Rhys came into his own. He offered us a number of suggestions on how we could change the space to make it autism friendly. These included making the light levels controllable and sound proofing the room so that gentle music or relaxing sounds could be played. Suzanne too came up with a number of ideas from her own experience of looking after her son. Additionally, a local special school, Pen-y-Bryn, with whom we had an established relationship also offered us their valuable expertise.

The room we’ve created is a very soothing space and we find it gets regular use by people with a range of needs, and is clearly much appreciated as shown by the comments in the visitor’s book:

“Fantastic resource! My daughter really needed this today – thank you!”

“Lovely place to get away from the hustle and bustle for a little one.”

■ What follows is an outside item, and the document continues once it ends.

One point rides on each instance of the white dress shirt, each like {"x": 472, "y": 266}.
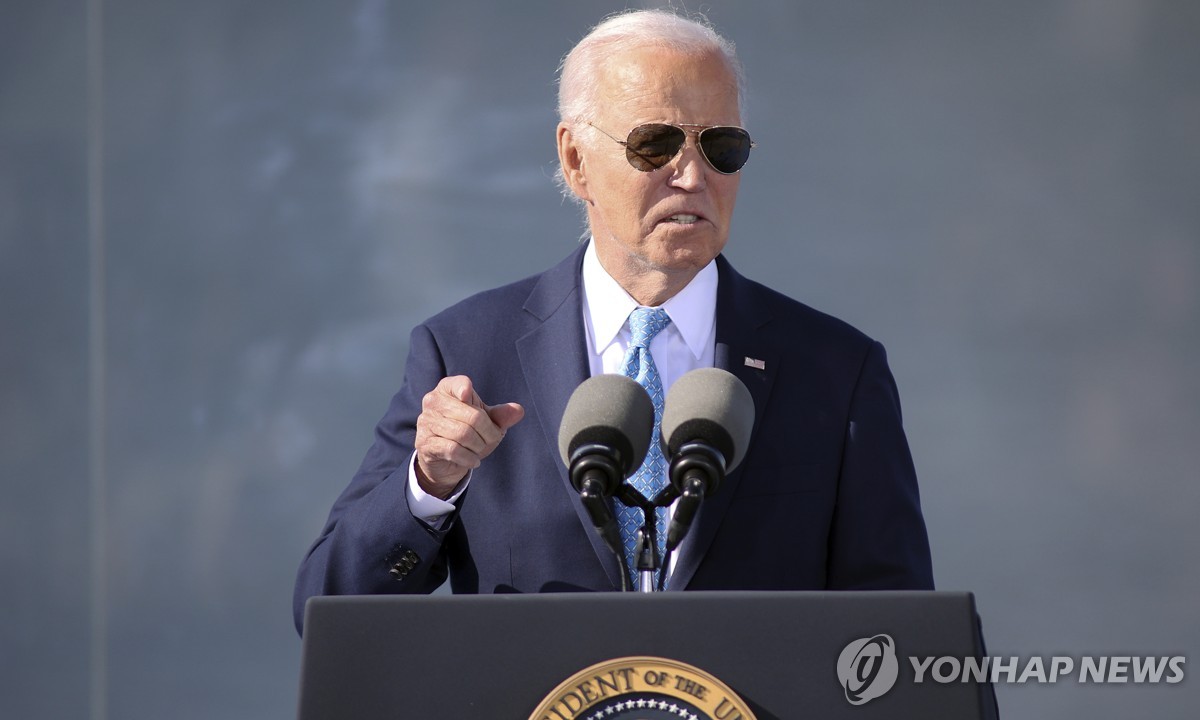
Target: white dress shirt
{"x": 687, "y": 343}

“Lovely idea for people on the spectrum to come for quiet.”

“Really helped my son to have some time out.”

This has been a very big learning curve for most of us, but it has been made much easier by talking to people who have direct experience of autism. Their input as part of our team has been invaluable.”

The Museum is of course, closed right now, but for those of you interested, the times for our 'quiet hours' are posted on our events pages each month. We look forward to welcoming you all back in the coming months.